I know there are different demand elasticity for different people for different things. That doesn’t mean that price is completely arbitrary and buyers have no leverage at all. I think most of that essay is just saying to ignore macroeconomics, which as far as I ever learned (as taking the required class and a very minor interest in terms of expertise - so not much) was a major simplification to express large groups of people’s actions. So of course it comes down to individual transactions. But I think the idea makes even more intuitive sense there.
Lets say I’m at a craft fair as a buyer. Someone wants to price their ceramic mug at 50 dollars. They can do that, but I am going to pass and look at other sellers. If the seller 30 feet down also has artsy ceramic mugs, but for 30 dollars - then that might make people there question the 50 dollar mug. Prices tend to affect demand and hence volume at least in my personal experience.
It’s not the end all of things. I would take more flights if the price was 1/2 of what it is, but I don’t know if I would take even more as it went cheaper. There’s only so much travel I want to do in a year.
All that said - I agree that business just set prices but outside of maybe hospital bills, they’re not arbitrary. If a business is constantly selling out they will raise prices I would argue that it seems pretty obvious to me that a lot of “covid” pricing was businesses just charging more and seeing if people would pay.
On the flip side, businesses regularly set lower prices on stuff that isn’t moving. This ranges from simple “manager markdowns” all the way to the liquidation of merchandise to sellers like Ollie’s. For small businesses they’ll often see if you bite on something at the arbitrary price, but if not and the item has sat there too long they might haggle with you to get something vs an unending storage cost.

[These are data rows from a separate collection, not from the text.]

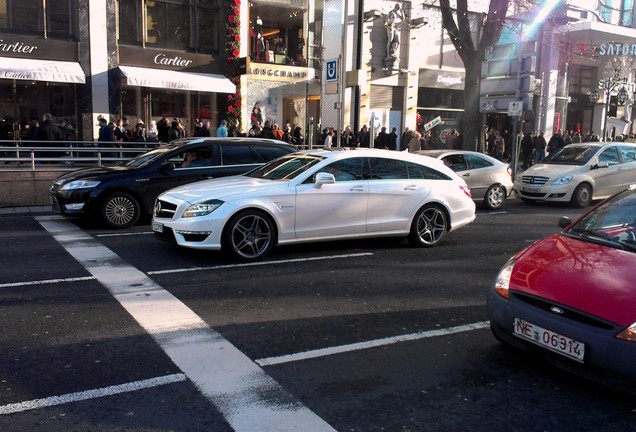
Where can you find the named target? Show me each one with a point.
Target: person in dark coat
(267, 131)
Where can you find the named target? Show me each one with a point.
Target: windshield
(612, 223)
(572, 155)
(286, 167)
(145, 158)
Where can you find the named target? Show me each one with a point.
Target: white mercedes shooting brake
(579, 174)
(317, 195)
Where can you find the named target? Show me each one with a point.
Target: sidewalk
(31, 210)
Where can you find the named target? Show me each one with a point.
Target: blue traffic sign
(332, 70)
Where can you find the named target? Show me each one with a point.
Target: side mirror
(324, 178)
(564, 222)
(167, 167)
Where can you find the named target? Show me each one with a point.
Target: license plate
(157, 227)
(548, 339)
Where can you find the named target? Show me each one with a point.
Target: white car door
(337, 209)
(608, 179)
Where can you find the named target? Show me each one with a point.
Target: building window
(184, 25)
(28, 17)
(280, 34)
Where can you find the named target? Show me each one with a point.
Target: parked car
(489, 179)
(119, 195)
(579, 174)
(571, 297)
(317, 195)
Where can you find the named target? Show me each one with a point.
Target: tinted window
(382, 169)
(347, 169)
(239, 154)
(628, 153)
(609, 155)
(417, 171)
(269, 152)
(476, 162)
(455, 162)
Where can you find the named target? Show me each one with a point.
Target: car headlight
(502, 283)
(202, 209)
(80, 184)
(629, 334)
(561, 181)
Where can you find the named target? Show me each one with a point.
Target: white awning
(159, 78)
(41, 70)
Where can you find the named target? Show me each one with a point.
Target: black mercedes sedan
(119, 195)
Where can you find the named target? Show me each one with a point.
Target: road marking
(260, 263)
(249, 399)
(46, 281)
(91, 394)
(269, 361)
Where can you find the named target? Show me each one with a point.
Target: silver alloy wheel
(251, 236)
(495, 197)
(120, 210)
(582, 196)
(429, 226)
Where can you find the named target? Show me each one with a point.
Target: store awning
(159, 78)
(41, 70)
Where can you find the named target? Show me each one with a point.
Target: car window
(417, 171)
(455, 162)
(609, 155)
(476, 162)
(384, 169)
(628, 153)
(345, 170)
(269, 152)
(239, 154)
(193, 158)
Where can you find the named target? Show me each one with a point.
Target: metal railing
(53, 156)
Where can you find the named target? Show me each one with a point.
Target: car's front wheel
(495, 197)
(428, 227)
(120, 210)
(582, 196)
(249, 235)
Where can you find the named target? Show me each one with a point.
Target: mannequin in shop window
(393, 22)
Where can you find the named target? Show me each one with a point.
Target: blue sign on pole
(332, 70)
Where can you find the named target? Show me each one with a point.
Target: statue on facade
(392, 23)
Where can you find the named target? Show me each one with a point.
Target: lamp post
(608, 85)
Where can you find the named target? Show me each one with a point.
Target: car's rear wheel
(428, 227)
(120, 210)
(249, 235)
(582, 196)
(495, 197)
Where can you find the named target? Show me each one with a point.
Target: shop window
(185, 25)
(277, 33)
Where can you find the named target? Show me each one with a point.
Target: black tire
(249, 235)
(495, 197)
(120, 210)
(582, 196)
(429, 226)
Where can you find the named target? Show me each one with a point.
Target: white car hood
(223, 188)
(554, 170)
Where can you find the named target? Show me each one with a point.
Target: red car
(572, 296)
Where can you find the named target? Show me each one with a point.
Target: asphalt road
(116, 331)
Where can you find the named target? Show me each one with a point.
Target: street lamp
(608, 85)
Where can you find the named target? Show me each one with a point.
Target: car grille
(164, 209)
(166, 235)
(534, 180)
(565, 312)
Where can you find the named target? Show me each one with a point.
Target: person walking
(221, 131)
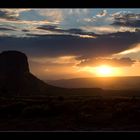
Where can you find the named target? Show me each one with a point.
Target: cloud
(126, 19)
(73, 31)
(53, 15)
(69, 45)
(122, 62)
(107, 29)
(102, 13)
(11, 14)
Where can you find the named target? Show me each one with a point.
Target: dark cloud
(25, 30)
(127, 19)
(6, 15)
(122, 62)
(63, 45)
(70, 31)
(6, 29)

Even if you argue that we don’t have an auction for many of the things we buy so the price is arbitrary and set by the seller - we still are almost always buying something that there are other potential buyers for. If I don’t want it at price X+10%, the impact of that depends on how many other potential buyers will step in to buy it. When I talk about demand, I am simplifying a paragraph to a word.
Whats more, scalpers and ebay resellers will do the whole restricted supply driving prices up for the company even if they don’t want to. We see that all the time. At that point it seems worse for the economy as the scalpers are just skimming money from buyers with no actual value provided. At least the original manufacturer could get a bonus or invest in more capacity if they grabbed that money.